Al-Tamimi’s January 2026 field report from the Kurdish region of Afrin received widespread acclaim for its balanced assessment of efforts to secure the return of Kurdish inhabitants displaced during Turkey’s 2018 invasion, while also documenting ongoing challenges, including the lingering presence of former Turkish-backed “Syrian National Army” networks and the precarious situation facing the region’s Yezidi minority. More recently, Al-Tamimi authored an in-depth eyewitness report for the Middle East Quarterly on the Twelver Shia minority villages of Nubl and al-Zahra in the Aleppo countryside, examining how these isolated communities are navigating the post-Assad period.
“Aymenn is one of the few analysts working today who combines genuine Arabic-language fluency, deep archival expertise, and a willingness to spend extended periods in difficult and sometimes dangerous field conditions,” said Jonathan Spyer, MEF’s director of research and editor of the Middle East Quarterly. “His appointment gives the Forum a permanent, credible presence inside Syria at a time when most organizations are relying on remote analysis. The quality of his Afrin and Nubl reports speaks for itself—this is the kind of rigorous, ground-level work that is simply unavailable anywhere else.”
“Syria’s transition will be defined by whether its minorities—Kurds, Yezidis, Twelver Shia, Christians, Druze, Alawites—are protected or erased,” said Gregg Roman, MEF’s executive director. “We opened our Syria office because the decisions being made right now in Aleppo, Afrin, and the countryside will determine whether this transition produces a pluralistic state or a new form of sectarian consolidation.
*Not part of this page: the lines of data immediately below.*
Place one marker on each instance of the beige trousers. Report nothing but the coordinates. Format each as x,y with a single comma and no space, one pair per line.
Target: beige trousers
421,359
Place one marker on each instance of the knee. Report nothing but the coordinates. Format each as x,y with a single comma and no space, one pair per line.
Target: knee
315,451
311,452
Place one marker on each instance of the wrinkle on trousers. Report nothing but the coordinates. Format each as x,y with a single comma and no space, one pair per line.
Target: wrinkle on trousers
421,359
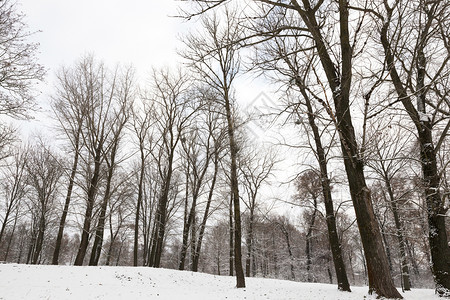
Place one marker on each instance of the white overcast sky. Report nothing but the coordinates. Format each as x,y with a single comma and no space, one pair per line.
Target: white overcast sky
144,33
140,32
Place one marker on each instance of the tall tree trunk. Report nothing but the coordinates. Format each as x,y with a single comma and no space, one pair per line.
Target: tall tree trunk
380,280
308,249
138,210
62,222
436,212
231,237
400,238
333,238
205,214
240,279
161,218
89,208
249,241
289,248
188,219
39,241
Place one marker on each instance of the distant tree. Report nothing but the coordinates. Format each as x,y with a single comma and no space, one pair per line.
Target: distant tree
106,100
70,111
44,172
19,69
256,167
14,188
415,39
171,113
120,113
213,56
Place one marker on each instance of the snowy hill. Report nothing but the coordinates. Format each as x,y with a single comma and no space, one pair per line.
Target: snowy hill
68,282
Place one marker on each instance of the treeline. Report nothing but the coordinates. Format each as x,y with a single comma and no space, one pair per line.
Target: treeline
166,174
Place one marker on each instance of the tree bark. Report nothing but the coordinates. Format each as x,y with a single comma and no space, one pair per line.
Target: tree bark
205,214
89,208
333,238
380,280
62,222
436,212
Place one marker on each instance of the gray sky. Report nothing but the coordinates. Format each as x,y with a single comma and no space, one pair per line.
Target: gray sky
133,31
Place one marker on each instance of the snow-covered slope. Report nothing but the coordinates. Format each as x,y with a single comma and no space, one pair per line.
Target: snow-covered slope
68,282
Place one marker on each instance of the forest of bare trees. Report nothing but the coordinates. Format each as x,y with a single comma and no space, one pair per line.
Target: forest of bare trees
167,173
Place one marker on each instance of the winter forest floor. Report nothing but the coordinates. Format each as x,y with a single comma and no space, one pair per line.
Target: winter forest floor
68,282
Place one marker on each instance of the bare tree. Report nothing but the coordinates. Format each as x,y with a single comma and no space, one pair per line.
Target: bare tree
105,100
14,187
69,108
121,113
43,173
256,168
415,40
172,113
213,56
336,54
19,70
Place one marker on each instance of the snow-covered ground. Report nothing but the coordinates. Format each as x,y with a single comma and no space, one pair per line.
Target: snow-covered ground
68,282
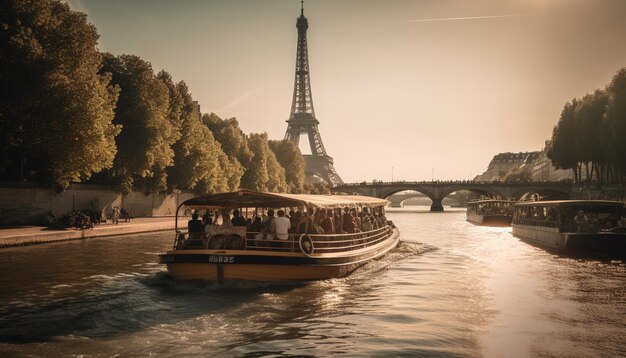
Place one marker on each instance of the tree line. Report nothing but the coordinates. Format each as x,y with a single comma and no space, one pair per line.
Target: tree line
69,113
589,137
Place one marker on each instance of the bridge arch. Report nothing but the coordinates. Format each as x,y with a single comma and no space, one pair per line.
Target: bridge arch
546,193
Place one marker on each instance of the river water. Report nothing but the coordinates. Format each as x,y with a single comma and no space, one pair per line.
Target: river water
451,289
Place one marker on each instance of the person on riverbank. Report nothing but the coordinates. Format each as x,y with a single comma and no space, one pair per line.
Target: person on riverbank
581,221
206,218
115,216
237,219
194,225
126,215
281,226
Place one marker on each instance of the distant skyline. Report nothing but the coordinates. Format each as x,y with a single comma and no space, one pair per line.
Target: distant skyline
414,85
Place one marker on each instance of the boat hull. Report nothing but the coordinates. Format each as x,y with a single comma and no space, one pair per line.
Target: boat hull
256,265
489,220
600,244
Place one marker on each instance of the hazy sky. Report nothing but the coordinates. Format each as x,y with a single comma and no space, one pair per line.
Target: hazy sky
413,85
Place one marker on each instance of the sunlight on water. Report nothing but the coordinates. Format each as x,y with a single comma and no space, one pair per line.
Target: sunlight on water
450,289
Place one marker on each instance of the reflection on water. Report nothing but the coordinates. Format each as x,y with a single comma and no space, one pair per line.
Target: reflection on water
450,289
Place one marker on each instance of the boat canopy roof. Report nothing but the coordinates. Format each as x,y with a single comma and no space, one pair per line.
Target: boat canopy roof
252,199
491,201
571,203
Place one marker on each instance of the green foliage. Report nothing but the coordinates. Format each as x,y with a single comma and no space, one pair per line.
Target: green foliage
264,172
560,148
199,162
590,134
290,158
145,143
317,188
616,118
55,108
230,136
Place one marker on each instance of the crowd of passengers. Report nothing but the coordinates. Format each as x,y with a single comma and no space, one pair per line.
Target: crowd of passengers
579,222
296,221
491,209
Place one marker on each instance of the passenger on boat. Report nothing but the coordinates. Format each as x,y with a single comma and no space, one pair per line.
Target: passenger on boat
194,225
326,222
356,220
206,218
382,221
268,221
373,222
281,226
307,226
256,225
296,218
237,219
226,218
581,221
367,224
348,224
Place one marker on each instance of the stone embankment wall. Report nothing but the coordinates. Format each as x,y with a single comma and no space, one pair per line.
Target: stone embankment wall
29,203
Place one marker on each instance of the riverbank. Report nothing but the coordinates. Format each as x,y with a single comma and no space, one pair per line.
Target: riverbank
34,235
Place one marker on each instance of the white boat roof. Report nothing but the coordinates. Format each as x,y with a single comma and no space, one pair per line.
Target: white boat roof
253,199
570,202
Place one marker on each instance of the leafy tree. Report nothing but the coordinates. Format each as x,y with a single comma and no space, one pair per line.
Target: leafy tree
264,172
616,121
290,158
589,129
560,149
256,177
199,161
55,108
144,145
317,188
230,136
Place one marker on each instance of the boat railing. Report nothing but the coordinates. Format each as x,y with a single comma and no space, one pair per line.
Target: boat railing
322,243
536,222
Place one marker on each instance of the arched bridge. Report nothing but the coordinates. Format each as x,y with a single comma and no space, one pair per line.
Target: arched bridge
438,190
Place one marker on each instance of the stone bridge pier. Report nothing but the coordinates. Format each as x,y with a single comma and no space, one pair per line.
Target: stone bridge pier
437,191
436,205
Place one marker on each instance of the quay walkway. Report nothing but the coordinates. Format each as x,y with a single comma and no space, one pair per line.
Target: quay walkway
32,235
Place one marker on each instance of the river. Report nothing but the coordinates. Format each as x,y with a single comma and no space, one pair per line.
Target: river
451,289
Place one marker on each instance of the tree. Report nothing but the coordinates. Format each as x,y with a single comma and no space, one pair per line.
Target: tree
616,121
290,158
230,136
199,161
144,144
561,148
589,128
56,110
264,172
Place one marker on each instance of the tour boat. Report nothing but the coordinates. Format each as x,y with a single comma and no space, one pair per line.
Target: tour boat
555,226
490,212
226,252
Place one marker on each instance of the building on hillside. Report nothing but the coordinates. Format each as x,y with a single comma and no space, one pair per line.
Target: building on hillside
502,163
543,170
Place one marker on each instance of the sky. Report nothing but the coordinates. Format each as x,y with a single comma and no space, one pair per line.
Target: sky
403,89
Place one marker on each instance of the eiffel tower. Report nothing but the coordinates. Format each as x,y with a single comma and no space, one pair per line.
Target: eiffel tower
318,165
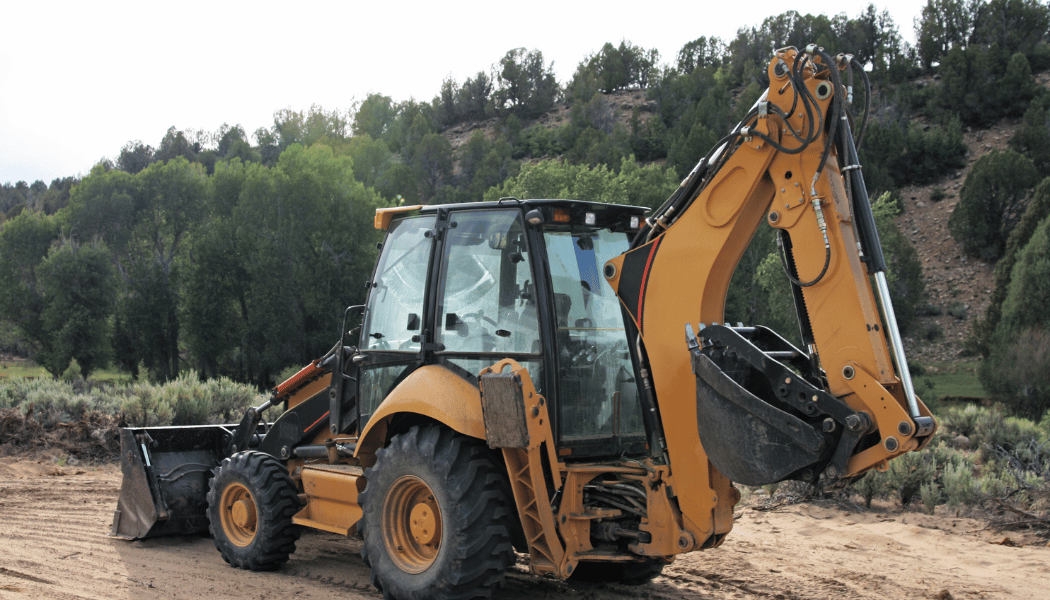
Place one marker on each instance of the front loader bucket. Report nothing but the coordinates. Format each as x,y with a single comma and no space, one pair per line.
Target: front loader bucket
166,472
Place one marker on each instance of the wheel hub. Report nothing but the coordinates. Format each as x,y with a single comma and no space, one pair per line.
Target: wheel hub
244,514
412,524
422,523
238,514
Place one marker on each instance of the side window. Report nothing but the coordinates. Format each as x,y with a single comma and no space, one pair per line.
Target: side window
487,298
395,307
Aymenn’s work ensures that those decisions are documented, analyzed, and placed in front of the people who can act on them.”
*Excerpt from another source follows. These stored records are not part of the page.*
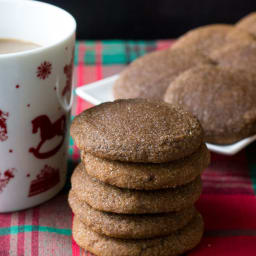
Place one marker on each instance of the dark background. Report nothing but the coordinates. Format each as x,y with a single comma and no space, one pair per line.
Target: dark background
146,19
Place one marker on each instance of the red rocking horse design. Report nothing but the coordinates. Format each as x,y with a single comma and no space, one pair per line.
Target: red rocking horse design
48,131
5,178
3,125
48,178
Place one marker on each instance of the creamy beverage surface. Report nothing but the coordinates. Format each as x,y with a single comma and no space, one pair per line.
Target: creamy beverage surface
8,45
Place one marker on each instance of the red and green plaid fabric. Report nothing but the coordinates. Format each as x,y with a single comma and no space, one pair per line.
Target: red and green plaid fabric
228,202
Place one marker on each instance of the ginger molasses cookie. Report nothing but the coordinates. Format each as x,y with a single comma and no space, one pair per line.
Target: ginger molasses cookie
237,35
137,130
108,198
204,39
175,244
223,101
150,75
239,55
248,23
147,176
129,226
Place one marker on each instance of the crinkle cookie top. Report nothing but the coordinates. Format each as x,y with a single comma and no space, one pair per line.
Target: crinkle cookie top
137,130
223,100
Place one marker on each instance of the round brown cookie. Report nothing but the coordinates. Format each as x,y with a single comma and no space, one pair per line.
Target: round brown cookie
248,23
204,39
108,198
147,176
129,226
150,75
238,35
175,244
223,101
137,130
240,55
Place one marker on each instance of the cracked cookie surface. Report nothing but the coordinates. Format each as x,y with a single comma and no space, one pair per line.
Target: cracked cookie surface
108,198
147,176
129,226
175,244
137,130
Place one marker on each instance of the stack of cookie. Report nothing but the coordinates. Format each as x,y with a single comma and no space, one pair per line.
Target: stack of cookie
134,191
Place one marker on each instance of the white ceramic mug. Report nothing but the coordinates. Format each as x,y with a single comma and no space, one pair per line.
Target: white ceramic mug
35,101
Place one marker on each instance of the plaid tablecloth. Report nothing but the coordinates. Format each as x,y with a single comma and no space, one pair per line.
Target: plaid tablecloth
228,202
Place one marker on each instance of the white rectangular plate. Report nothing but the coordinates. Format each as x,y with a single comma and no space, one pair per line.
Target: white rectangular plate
101,91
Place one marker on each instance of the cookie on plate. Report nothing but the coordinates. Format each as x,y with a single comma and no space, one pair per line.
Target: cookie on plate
103,197
204,39
137,130
150,75
176,243
240,55
222,100
129,226
147,176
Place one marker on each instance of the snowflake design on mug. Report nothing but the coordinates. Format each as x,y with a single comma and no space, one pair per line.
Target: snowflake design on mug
44,70
3,125
6,177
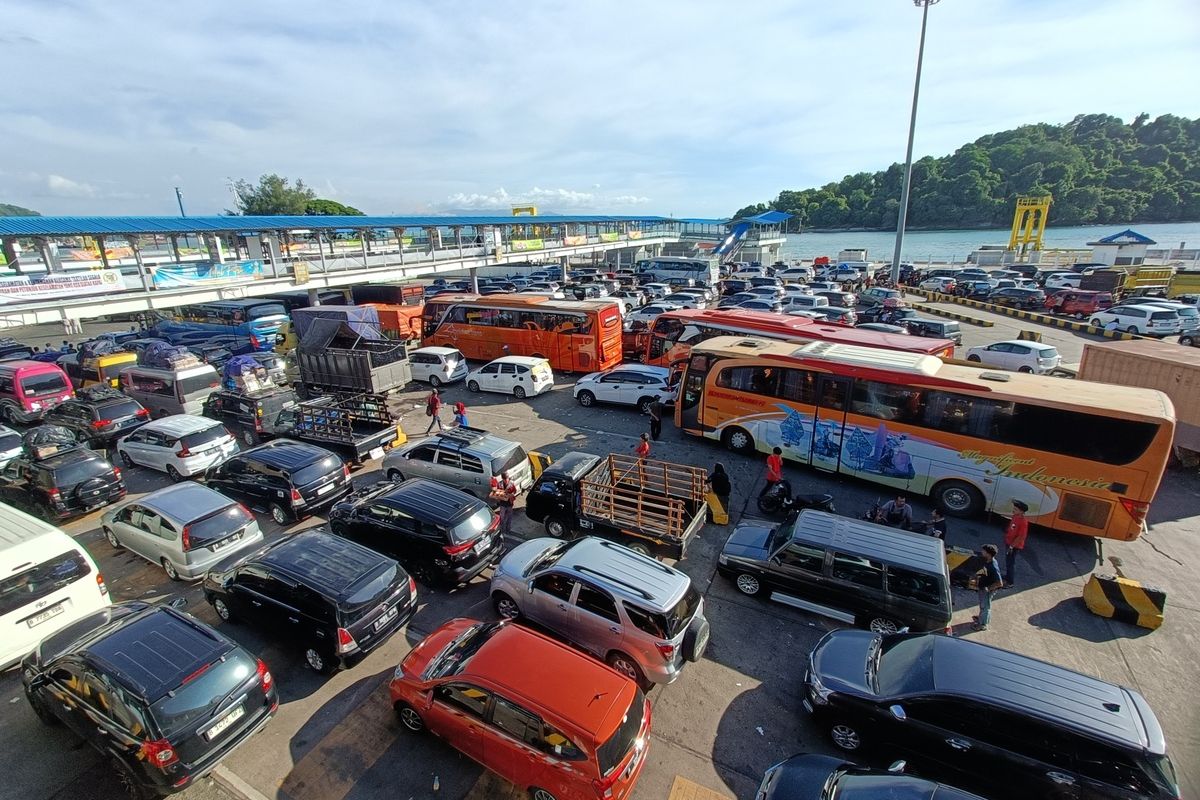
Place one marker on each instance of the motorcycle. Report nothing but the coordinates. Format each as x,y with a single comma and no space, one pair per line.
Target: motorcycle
779,499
Al-Tamimi is a historian, Arabic translator, and analyst. A graduate of Brasenose College, Oxford University, he earned his Ph.D. from Swansea University, where his dissertation on historical narratives in Islamic State propaganda received the James Callaghan Thesis Prize for best doctoral thesis in 2024–25. His research focuses primarily on Iraq, Syria, and jihadist groups, and he maintains a widely cited archive of internal Islamic State administrative documents. He has been quoted in the New York Times, the Wall Street Journal, the Washington Post, and Agence France-Presse, among other outlets. His published works include a translation and study of Fatḥ al-Andalus (Routledge, 2025).